A cette date, au moins un demi-million de Tutsi avaient été massacrés au Rwanda… Pourquoi le président Mitterrand a-t-il attendu la mi-juin 1994 pour trouver urgent d’intervenir au Rwanda afin de mettre fin aux massacres, alors qu’il n’en était pas question en avril ?

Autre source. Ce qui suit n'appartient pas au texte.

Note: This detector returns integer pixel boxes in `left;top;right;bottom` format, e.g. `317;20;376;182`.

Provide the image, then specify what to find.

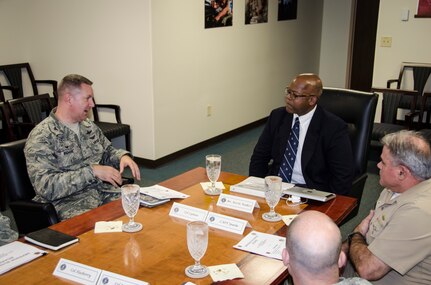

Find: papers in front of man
169;203;251;235
24;225;79;250
233;231;286;260
141;184;190;199
52;258;149;285
0;241;46;275
230;176;295;198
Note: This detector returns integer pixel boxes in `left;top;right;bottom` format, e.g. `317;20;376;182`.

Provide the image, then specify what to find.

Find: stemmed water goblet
185;221;209;278
262;176;282;222
121;184;142;233
204;154;222;195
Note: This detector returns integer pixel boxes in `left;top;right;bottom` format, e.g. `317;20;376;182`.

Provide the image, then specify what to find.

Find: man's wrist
347;232;365;247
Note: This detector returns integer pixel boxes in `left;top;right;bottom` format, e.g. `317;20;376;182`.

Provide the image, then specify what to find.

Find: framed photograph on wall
204;0;233;29
415;0;431;18
278;0;298;21
245;0;268;25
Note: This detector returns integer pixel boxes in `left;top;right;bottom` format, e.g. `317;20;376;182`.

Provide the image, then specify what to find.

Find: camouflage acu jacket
24;109;128;205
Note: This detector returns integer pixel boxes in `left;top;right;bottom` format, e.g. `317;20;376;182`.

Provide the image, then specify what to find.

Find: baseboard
134;117;267;168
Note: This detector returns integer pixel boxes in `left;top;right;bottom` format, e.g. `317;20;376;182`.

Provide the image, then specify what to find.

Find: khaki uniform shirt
0;214;18;246
24;109;128;220
367;179;431;285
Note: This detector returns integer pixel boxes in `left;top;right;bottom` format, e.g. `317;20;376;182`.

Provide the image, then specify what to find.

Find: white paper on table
0;241;47;275
94;221;123;234
281;215;298;226
208;263;244;282
201;181;225;190
141;184;190;199
233;231;286;260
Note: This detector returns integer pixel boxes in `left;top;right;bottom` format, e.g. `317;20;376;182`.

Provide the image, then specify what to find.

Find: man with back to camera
282;211;371;285
342;131;431;285
24;74;140;220
249;73;354;194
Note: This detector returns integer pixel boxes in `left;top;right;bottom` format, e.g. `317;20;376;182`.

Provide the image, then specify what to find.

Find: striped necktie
278;117;299;182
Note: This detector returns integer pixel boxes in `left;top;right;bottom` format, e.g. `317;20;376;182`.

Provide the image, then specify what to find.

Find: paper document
233;231;286;260
141;185;189;199
0;241;46;275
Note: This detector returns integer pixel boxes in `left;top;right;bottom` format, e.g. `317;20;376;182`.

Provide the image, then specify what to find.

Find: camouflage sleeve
24;130;99;202
99;126;132;166
0;214;18;246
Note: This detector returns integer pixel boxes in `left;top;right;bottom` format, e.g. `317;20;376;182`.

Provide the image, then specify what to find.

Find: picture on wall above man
277;0;298;21
204;0;233;29
245;0;268;25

Pourquoi les troupes de l’opération Turquoise n’ont-elles procédé à aucune arrestation de responsables du génocide, alors que ceux-ci, défaits militairement par le FPR, avaient trouvé refuge dans la zone sous contrôle français ? L’ambassadeur Yannick Gérard avait pourtant envoyé un télégramme à Paris le 15 juillet 1994 indiquant : « […] Dans la mesure où nous savons que les autorités portent une lourde responsabilité dans le génocide, nous n’avons pas d’autre choix, quelles que soient les difficultés, que de les arrêter ou de les mettre immédiatement en résidence surveillée en attendant que les instances judiciaires internationales compétentes se prononcent sur leur cas. » Pourquoi, au contraire, les responsables et les auteurs du génocide (troupes rwandaises, miliciens…) ont-ils pu se réfugier au Zaïre impunément, avec armes et bagages ? Pourquoi est-il écrit noir sur blanc dans le numéro d’octobre 1994 de la revue de la Légion étrangère, Képi blanc, que « l’état-major tactique [de Turquoise] provoque et organise l’évacuation du gouvernement rwandais vers le Zaïre ? »

Après le génocide

Pourquoi les autorités françaises ontelles maintenu leur alliance avec les génocidaires en leur fournissant de la nourriture et des armes de l’été 1994 au printemps 1995 ? Pourquoi le gouvernement français a-t-il refusé, à l’été 1995, d’arrêter, à la demande du gouvernement belge, le colonel Bagosora, cerveau du génocide, qui faisait, comme d’autres génocidaires de premier plan, de fréquentes visites en France ?

C’est à toutes ces questions que M. Védrine pourra répondre lors d’un prochain entretien. Je souhaite, pour la tranquillité d’esprit de M. Sieffert, que ses explications semblent encore aussi convaincantes.